- DVD cover
- Directed by: Shaji Kailas
- Written by: Ranjith
- Produced by: Antony Perumbavoor
- Starring: Mohanlal; Thilakan; Kanaka; N. F. Varghese; Aishwariyaa Bhaskaran; Jagathy Sreekumar;
- Cinematography: Sanjeev Sankar
- Edited by: L. Bhoominathan
- Music by: Songs: M. G. Radhakrishnan Score: C. Rajamani
- Production company: Aashirvad Cinemas
- Distributed by: Swargachitra
- Release date: 26 January 2000;
- Running time: 175 minutes
- Country: India
- Language: Malayalam
- Budget: ₹1–2 crore
- Box office: est. ₹22 crore

= Narasimham (film) =

Narasimham is a 2000 Indian Malayalam-language action drama film directed by Shaji Kailas and written by Ranjith. Narasimham was released on 26 January 2000, India's 50th Republic Day, and ran for 200 days in theatres and grossed over 20 crores worldwide, which was a record in the Kerala box office.
The film stars Mohanlal in the title role with Thilakan, Kanaka, N. F. Varghese, Aishwariyaa Bhaskaran and Jagathy Sreekumar in pivotal roles. Mammootty appears in a cameo role. The film was the first production of Aashirvad Cinemas, owned by Antony Perumbavoor, the former chauffeur of Mohanlal.

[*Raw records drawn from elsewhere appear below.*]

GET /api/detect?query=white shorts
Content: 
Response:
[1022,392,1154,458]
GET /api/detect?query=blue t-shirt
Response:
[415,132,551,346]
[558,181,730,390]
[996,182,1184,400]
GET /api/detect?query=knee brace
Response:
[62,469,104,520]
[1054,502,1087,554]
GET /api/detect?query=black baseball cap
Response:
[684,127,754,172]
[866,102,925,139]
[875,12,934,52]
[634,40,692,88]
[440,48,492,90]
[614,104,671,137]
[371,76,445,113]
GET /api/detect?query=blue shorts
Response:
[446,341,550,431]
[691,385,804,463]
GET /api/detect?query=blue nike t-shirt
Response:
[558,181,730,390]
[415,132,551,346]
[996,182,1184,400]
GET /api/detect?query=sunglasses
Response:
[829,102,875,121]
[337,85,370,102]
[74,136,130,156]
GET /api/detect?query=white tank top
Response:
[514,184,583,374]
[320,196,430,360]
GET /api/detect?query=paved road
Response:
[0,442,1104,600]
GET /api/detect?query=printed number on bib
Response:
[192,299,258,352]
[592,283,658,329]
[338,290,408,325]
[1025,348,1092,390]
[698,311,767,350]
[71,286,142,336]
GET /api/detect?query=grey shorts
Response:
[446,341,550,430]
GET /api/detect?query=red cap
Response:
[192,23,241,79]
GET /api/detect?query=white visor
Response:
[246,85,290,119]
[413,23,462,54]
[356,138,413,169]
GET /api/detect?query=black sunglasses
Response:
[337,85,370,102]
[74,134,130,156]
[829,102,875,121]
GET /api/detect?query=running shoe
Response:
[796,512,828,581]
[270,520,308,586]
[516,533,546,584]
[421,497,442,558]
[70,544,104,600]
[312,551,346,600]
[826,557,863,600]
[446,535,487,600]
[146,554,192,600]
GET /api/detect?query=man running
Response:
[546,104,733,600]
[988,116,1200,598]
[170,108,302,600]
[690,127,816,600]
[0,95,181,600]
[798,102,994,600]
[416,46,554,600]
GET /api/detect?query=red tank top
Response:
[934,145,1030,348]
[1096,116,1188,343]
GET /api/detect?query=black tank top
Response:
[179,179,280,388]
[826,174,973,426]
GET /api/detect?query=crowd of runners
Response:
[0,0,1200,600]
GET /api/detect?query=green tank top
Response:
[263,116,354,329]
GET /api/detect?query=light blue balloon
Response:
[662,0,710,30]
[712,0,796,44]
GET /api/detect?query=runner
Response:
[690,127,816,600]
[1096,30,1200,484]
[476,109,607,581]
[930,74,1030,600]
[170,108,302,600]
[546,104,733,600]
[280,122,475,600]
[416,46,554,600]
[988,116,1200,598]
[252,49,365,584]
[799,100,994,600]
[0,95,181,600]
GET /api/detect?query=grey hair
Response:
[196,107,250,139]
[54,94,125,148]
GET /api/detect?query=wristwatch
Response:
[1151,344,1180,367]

The film was re-released under the name Narasimham Returns in 2014, which premiered in Dubai and was re-released in Kerala on several occasions, where it still enjoys a cult following. The film was remade in Telugu as Adhipathi (2001), starring Mohan Babu, Nagarjuna Akkineni, Preeti Jhangiani and Soundarya.

== Plot ==
Poovalli Induchoodan, the only son of the idealistic High Court Judge Maranchery Karunakara Menon, is wrongfully convicted and sentenced to six years in prison for the murder of a classmate. He later learns that the conspiracy was orchestrated by Home Minister Manappally Madhavan Nambiar and his associate DYSP Sankaranarayanan, who sought revenge against Menon for previously sentencing Nambiar in a corruption case. As a result of his conviction, Induchoodan loses his place in the civil service, which is subsequently secured by Nambiar's younger son, Sudheeran. It is later revealed that the actual murderer was Ramakrishnan, the son of Nambiar's loyal supporter Mooppil Nair.

After serving his sentence, Induchoodan is released from prison following Madhavan Nambiar's death. He returns to Kerala with his parents and soon becomes embroiled in a renewed conflict with Nambiar's elder son, Manappally Pavithran. During this period, a young woman named Indulekha claims to be Menon's illegitimate daughter. Initially dismissed and humiliated by the family, she is later revealed to be telling the truth. Upon learning this from his maternal uncle Chandrabhanu, Induchoodan accepts her as his sister and takes responsibility for her protection.

Induchoodan arranges Indulekha's marriage to his friend Jayakrishnan and persuades Menon to acknowledge her as his daughter. Menon eventually regrets his past actions and privately reconciles with her. However, the following day, Indulekha is found murdered, and Menon is arrested for the crime. The murder is revealed to be part of a plot devised by Pavithran, who kills Indulekha and coerces Menon's longtime servant Raman Nair into giving false testimony against him.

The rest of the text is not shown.